A Coupled MM5-CMAQ Modeling System for Assessing Effects of Restriction Measures on PM10 Pollution in Olympic City of Beijing, China
Cheng, S. Y.
Chen, D. S.
MetadataShow full item record
In this paper, a coupled MM5-CMAQ modeling system was employed to investigate the PM10 pollution issue in Beijing, China, with a focus on assessing the effects of different restriction policies implemented during and after the 2008 Olympic Games. The simulations under designed scenarios were implemented over a 2-level nested grid domain for comparing the difference of PM10 concentrations under restriction and no-restrictions situations.
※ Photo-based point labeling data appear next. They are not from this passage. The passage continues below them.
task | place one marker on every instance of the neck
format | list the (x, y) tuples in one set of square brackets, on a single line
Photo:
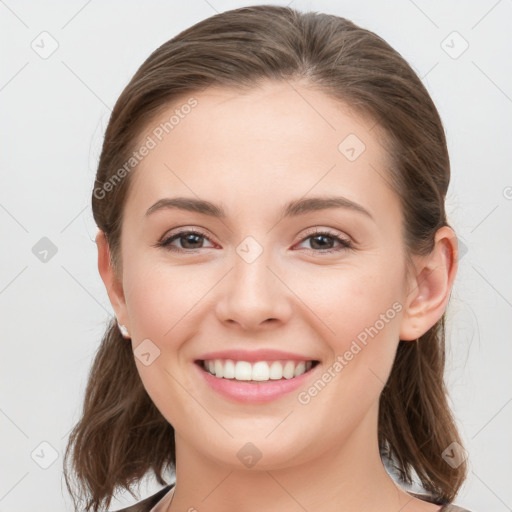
[(350, 477)]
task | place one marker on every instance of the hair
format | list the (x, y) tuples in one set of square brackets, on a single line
[(121, 435)]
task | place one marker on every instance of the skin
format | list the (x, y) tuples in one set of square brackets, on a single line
[(251, 153)]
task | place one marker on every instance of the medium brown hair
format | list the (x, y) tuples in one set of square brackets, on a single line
[(121, 435)]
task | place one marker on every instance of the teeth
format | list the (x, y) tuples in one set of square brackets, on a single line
[(260, 371)]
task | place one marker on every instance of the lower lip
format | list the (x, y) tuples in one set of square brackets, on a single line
[(254, 392)]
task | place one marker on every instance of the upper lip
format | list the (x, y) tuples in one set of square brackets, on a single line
[(254, 355)]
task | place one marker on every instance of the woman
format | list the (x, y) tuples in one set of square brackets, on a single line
[(274, 243)]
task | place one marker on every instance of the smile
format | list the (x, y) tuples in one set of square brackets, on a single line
[(258, 371)]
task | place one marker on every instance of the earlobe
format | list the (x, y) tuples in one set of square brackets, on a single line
[(430, 286), (111, 281)]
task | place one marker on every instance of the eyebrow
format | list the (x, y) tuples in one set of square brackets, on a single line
[(291, 209)]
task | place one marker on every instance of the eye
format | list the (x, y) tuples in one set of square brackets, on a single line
[(326, 242), (185, 241)]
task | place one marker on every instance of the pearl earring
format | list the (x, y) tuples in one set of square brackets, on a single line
[(123, 330)]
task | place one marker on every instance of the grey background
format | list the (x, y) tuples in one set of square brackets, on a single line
[(54, 113)]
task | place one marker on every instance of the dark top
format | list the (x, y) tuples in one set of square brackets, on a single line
[(147, 504)]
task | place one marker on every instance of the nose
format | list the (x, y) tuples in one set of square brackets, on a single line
[(253, 297)]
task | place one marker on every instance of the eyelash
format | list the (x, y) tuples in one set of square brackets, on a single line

The restriction measures include alternate-day vehicle driving, construction activities, trans-boundary emissions from neighboring provinces, and vehicle restrictions during the post-Olympic period. Meteorological contributions to the air quality improvement were also examined. The results show that significant improvement of air quality in Beijing during the 2008 Games was attributed largely to these restriction measures, although favorable weather conditions play an important role. Also, during the post-Olympic period, daily vehicle restrictions implemented temporarily under extreme weather conditions played a crucial role in alleviating Beijing's air pollution. Beijing not only needs to take continuing efforts to addresses its own PM10 problem, but also has a clear self-interest in demanding better environmental performance from neighboring provinces. It is suggested that Beijing would work collectively with neighboring provinces to develop a long-term multi-region initiative and strategy aimed at emission reduction for providing the citizens in this region a healthy and clean air in the long run.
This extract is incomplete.